Third-Party Dependency in Bamboo Data Center and Server

This High severity Third-Party Dependency vulnerability was introduced in version 8.1.12 of Bamboo Data Center and Server.

This Third-Party Dependency vulnerability, with CVSS Score(s) of 7.5, and CVSS Vector(s) of CVSS:3.1/AV:N/AC:L/PR:N/UI:N/S:U/C:N/I:N/A:H allows an attacker to expose assets in your environment susceptible to exploitation.

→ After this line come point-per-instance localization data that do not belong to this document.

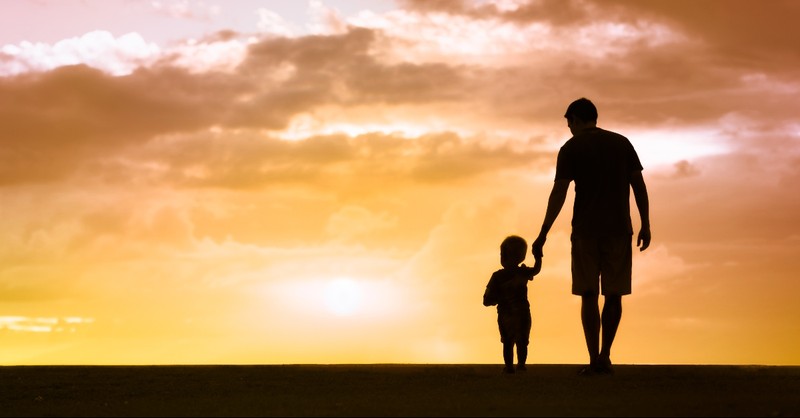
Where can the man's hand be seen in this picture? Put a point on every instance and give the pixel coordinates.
(537, 247)
(643, 240)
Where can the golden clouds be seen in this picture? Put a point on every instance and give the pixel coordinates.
(208, 193)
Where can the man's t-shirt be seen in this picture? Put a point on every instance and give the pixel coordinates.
(600, 163)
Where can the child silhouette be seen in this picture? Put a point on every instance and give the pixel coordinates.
(508, 289)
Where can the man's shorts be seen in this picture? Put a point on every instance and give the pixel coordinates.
(601, 263)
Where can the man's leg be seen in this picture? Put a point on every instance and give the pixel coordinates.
(508, 357)
(590, 318)
(612, 313)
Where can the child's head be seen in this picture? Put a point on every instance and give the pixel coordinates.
(512, 251)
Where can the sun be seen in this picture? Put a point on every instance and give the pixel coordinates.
(343, 296)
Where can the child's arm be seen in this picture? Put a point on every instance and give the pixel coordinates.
(537, 265)
(489, 298)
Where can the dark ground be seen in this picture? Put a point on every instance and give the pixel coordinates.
(397, 390)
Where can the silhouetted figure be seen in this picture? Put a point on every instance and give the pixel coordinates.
(508, 289)
(604, 167)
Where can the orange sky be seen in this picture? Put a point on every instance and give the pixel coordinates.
(329, 182)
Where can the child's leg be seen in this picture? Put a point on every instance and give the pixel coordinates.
(522, 354)
(508, 354)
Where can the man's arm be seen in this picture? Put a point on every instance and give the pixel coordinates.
(554, 204)
(643, 203)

Atlassian recommends that Bamboo Data Center and Server customers upgrade to latest version, if you are unable to do so, upgrade your instance to one of the specified supported fixed versions:

• Bamboo Data Center and Server 9.3: Upgrade to a release greater than or equal to 9.3.1
• Bamboo Data Center and Server 9.2: Upgrade to a release greater than or equal to 9.2.4
• Bamboo Data Center and Server 8.2: Upgrade to a non-vulnerable Bamboo 9.2 or 9.3 listed above
• Bamboo Data Center and Server 8.1: Upgrade to a non-vulnerable Bamboo 9.2 or 9.3 listed above

See the release notes (https://confluence.atlassian.com/bambooreleases/bamboo-release-notes-1189793869.html). You can download the latest version of Bamboo Data Center and Server from the download center (https://www.atlassian.com/software/bamboo/download-archives).

The National Vulnerability Database provides the following description for this vulnerability: The fix for CVE-2023-24998 was incomplete for Apache Tomcat 11.0.0-M2 to 11.0.0-M4, 10.1.5 to 10.1.7, 9.0.71 to 9.0.73 and 8.5.85 to 8.5.87. If non-default HTTP connector settings were used such that the maxParameterCount could be reached using query string parameters and a request was submitted that supplied exactly maxParameterCount parameters in the query string, the limit for uploaded request parts could be bypassed with the potential for a denial of service to occur.